This gave Marc-Antoine time to think. And the need to think had rarely been more imperative. He stood, he realized, on the very edge of discovery. And he most certainly would be hurled over that edge unless he could completely stifle Lallemant's well-founded suspicions. To accomplish it some ultra-Jacobin gesture was necessary at whatever cost.

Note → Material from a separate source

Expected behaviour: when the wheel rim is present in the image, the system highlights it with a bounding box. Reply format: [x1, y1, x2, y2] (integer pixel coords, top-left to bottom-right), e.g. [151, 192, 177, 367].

Before they had come to rest in that inner room the memory of Barras' last letter came to suggest a course. Odious and repellent though it was, yet he must take it if he was to restore and consolidate his shaken credit.

'Do you know,' Lallemant attacked him, 'that I find it more than odd that when a secret matter passes between us here, it should be followed by almost immediate publication. There was that business of Sir Richard Worthington. You explained it. But the explanation seems to me less plausible today than at the time.'

'Why so?' Marc-Antoine was dry and haughty, very much the citizen-representative of their first interview.

'Because of this affair of Rocco Terzi. Until I told you four days ago, not a soul in Venice knew of it but Terzi and myself. And then that very night Rocco is arrested, his papers seized, and by now, if I know their methods at all, he will have been strangled.'

Accusation could hardly have been plainer.

Marc-Antoine stood before him, stiff and cool.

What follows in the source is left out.